If a vSmart controller connected to a corporate NAT and a NAT-enabled vEdge are located at the same physical overlay network site, you must configure them with different Cisco SD-WAN site identifiers in order for them to be able to communicate. Similarly, if more than one NAT-enabled vEdge is located at the same physical overlay network site, each one must be configured with a different site identifier.
Using a vEdge as a Service-Side NAT Device
On a vEdge, you can configure NAT on the service side of the router so that data traffic traverses the NAT before entering the overlay tunnel that is located in the transport VPN. The service-side NAT performs NAT to mask the IP address of data traffic it receives. You can configure both dynamic NAT and 1:1 static NAT on the vEdge.
Service-Side NAT Operation
We use the following figure to explain how the vEdge provides NAT services on the service side:
In this figure, the vEdge has one NAT interface in VPN 1. This interface pools all service-side traffic destined for the NAT interface. The interface name is natpool2, and its IP address is 192.168.10.1. This IP address is the address each packet's IP address is translated to.

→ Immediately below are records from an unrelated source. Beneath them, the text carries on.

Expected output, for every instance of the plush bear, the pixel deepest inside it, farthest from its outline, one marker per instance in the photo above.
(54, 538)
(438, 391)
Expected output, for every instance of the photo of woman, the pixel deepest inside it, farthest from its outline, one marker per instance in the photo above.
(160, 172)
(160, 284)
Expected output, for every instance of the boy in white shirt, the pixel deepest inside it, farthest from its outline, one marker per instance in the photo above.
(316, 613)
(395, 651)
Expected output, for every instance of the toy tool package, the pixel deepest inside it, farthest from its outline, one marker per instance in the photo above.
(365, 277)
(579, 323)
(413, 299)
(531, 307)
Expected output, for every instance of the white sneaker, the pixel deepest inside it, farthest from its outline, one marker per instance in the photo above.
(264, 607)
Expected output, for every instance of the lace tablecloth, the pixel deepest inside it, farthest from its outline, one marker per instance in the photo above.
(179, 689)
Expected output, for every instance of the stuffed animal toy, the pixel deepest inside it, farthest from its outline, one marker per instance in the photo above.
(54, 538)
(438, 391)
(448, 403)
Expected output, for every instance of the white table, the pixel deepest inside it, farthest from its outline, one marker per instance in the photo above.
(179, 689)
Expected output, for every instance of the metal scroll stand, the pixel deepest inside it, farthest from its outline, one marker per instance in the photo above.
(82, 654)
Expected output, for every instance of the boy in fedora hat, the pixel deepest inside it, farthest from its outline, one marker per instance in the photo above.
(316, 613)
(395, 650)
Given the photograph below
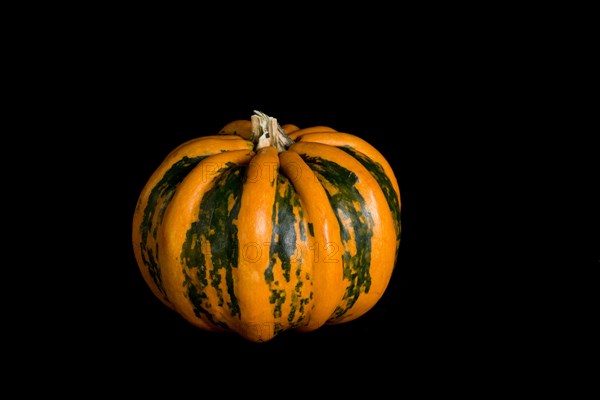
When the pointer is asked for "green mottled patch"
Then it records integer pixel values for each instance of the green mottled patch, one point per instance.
(384, 182)
(215, 232)
(311, 229)
(159, 199)
(355, 222)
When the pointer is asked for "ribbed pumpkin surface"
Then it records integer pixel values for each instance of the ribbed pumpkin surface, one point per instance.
(260, 228)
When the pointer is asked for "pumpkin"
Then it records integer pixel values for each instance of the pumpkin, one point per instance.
(261, 228)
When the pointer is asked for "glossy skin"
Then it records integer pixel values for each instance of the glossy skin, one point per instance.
(259, 241)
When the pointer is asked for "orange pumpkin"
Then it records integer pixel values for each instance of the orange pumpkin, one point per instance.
(262, 228)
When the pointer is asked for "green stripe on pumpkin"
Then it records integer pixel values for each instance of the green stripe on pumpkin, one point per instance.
(355, 222)
(287, 239)
(384, 182)
(158, 200)
(215, 231)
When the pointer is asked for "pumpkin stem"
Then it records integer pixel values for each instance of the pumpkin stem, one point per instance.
(267, 132)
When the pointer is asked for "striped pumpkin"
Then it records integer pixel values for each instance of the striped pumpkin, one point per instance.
(263, 228)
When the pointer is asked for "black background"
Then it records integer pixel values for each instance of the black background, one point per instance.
(480, 113)
(420, 118)
(441, 110)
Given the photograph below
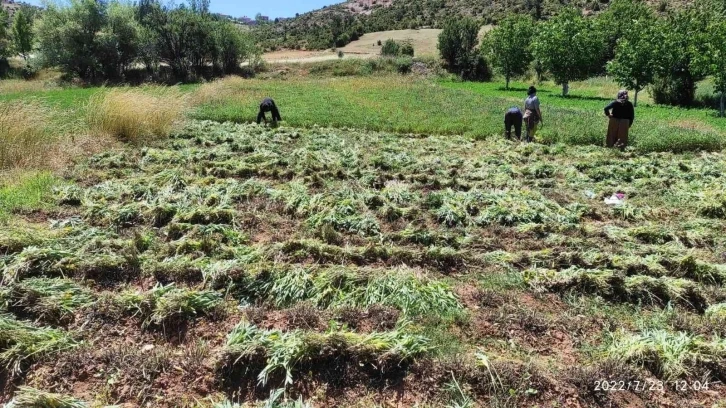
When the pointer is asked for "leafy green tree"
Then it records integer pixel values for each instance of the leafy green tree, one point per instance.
(568, 47)
(686, 28)
(508, 46)
(616, 22)
(390, 49)
(458, 46)
(67, 37)
(713, 62)
(233, 46)
(4, 35)
(407, 49)
(23, 35)
(639, 57)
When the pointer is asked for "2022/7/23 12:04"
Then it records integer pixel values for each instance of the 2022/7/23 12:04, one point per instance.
(680, 386)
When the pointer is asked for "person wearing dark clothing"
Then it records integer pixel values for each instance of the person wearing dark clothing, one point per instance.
(513, 118)
(268, 105)
(532, 113)
(622, 115)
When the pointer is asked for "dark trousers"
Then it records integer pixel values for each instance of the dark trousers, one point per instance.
(513, 118)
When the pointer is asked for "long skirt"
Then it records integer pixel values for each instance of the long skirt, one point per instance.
(618, 130)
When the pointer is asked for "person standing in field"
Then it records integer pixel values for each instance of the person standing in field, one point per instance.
(622, 115)
(513, 118)
(532, 113)
(268, 105)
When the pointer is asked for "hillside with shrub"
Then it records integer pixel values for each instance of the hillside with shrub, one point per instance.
(337, 25)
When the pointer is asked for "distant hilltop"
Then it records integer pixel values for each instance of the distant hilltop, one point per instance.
(259, 19)
(12, 6)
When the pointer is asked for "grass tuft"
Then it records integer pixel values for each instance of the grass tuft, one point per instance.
(25, 135)
(21, 342)
(27, 397)
(283, 351)
(667, 355)
(136, 115)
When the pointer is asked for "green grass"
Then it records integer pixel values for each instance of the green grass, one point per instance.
(28, 193)
(406, 105)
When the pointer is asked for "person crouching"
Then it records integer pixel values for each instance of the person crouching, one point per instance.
(268, 105)
(622, 115)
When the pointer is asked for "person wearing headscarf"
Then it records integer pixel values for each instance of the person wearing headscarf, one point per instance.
(513, 118)
(268, 105)
(532, 113)
(622, 115)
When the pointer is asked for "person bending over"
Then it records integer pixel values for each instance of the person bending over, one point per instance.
(513, 118)
(268, 105)
(622, 115)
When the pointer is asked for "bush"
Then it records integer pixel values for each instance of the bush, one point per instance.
(391, 49)
(677, 91)
(457, 45)
(407, 49)
(479, 70)
(135, 115)
(24, 134)
(404, 65)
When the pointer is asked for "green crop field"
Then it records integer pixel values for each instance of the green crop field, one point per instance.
(232, 261)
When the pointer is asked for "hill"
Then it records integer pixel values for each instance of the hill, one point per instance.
(340, 24)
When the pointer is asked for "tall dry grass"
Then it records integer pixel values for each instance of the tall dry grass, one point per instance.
(219, 91)
(136, 115)
(26, 139)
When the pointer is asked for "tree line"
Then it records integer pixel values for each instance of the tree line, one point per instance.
(668, 51)
(97, 41)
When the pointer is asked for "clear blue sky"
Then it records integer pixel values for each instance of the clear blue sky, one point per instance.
(272, 8)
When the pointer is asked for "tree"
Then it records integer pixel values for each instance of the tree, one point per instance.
(639, 57)
(713, 62)
(199, 6)
(234, 46)
(23, 36)
(568, 47)
(457, 45)
(4, 36)
(67, 37)
(390, 49)
(676, 84)
(508, 46)
(616, 22)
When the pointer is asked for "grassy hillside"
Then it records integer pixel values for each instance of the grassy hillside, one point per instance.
(339, 24)
(407, 105)
(358, 268)
(337, 262)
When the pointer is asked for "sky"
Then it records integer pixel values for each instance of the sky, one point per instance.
(271, 8)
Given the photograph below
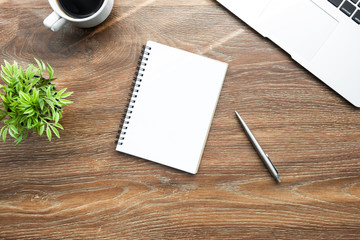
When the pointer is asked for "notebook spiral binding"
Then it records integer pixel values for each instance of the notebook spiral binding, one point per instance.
(144, 58)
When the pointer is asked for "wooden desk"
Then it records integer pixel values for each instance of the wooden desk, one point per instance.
(80, 187)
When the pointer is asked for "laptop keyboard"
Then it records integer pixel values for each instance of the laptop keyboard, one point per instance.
(350, 8)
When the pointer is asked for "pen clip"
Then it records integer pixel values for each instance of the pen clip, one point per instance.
(271, 163)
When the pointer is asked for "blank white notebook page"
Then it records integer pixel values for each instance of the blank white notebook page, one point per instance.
(172, 111)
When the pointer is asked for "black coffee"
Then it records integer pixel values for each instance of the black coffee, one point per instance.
(80, 8)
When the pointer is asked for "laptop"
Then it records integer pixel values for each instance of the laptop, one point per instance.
(322, 35)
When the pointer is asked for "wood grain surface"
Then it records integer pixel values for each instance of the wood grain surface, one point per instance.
(79, 187)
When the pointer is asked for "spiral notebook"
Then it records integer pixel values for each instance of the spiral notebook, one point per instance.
(171, 107)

To configure the service-side NAT operation on the vEdge so that traffic traverses the NAT in VPN 1 before being placed on the transport tunnel towards its destination, you do two things:
- Create a NAT pool interface in VPN 1, the service-side VPN. Here, the NAT pool number is 2.

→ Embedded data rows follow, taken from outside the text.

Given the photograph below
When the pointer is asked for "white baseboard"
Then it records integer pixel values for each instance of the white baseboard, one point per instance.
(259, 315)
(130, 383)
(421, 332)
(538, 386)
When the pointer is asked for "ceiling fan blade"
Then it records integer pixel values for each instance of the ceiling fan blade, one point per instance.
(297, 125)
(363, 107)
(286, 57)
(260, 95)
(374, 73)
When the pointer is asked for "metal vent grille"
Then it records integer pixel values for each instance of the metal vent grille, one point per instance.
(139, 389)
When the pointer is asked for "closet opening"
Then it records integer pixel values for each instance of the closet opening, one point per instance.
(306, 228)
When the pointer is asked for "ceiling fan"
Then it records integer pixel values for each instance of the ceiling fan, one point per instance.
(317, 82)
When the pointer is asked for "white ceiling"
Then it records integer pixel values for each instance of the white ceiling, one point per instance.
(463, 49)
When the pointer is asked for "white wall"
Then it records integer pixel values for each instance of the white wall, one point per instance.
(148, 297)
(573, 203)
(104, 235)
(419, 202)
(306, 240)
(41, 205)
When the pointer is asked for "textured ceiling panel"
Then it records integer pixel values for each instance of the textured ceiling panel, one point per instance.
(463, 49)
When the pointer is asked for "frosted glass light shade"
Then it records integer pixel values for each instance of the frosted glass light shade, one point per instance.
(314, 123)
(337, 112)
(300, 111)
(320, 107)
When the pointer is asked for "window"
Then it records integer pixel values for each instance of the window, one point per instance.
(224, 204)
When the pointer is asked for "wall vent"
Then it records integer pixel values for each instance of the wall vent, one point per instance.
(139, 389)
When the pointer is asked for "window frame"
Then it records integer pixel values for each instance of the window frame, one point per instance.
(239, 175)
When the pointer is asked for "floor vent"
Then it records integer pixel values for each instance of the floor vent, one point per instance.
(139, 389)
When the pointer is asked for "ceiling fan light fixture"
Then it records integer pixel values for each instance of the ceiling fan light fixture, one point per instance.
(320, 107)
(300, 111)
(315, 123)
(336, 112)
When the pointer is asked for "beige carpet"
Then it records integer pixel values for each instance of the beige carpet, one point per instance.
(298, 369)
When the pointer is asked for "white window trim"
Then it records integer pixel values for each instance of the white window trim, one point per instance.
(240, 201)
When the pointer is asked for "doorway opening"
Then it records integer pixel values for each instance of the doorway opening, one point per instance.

- To direct data traffic from prefixes within VPN 1 to the service-side NAT, create a centralized data policy on the vSmart controller. In the match condition, specify the prefixes to be NATed. In the action condition, set the desired NAT pool, here, natpool 2. Then apply the data policy to the desired site (here, site 500), and apply it to traffic coming from the service side.
When service-side NAT is enabled, all matching prefixes in VPN 1 are directed to the natpool2 interface. This traffic is NATed, with the NAT swapping out the service-side IP address and replacing it with its NAT pool IP address. The packet then gets forwarded to its destination, here the data center.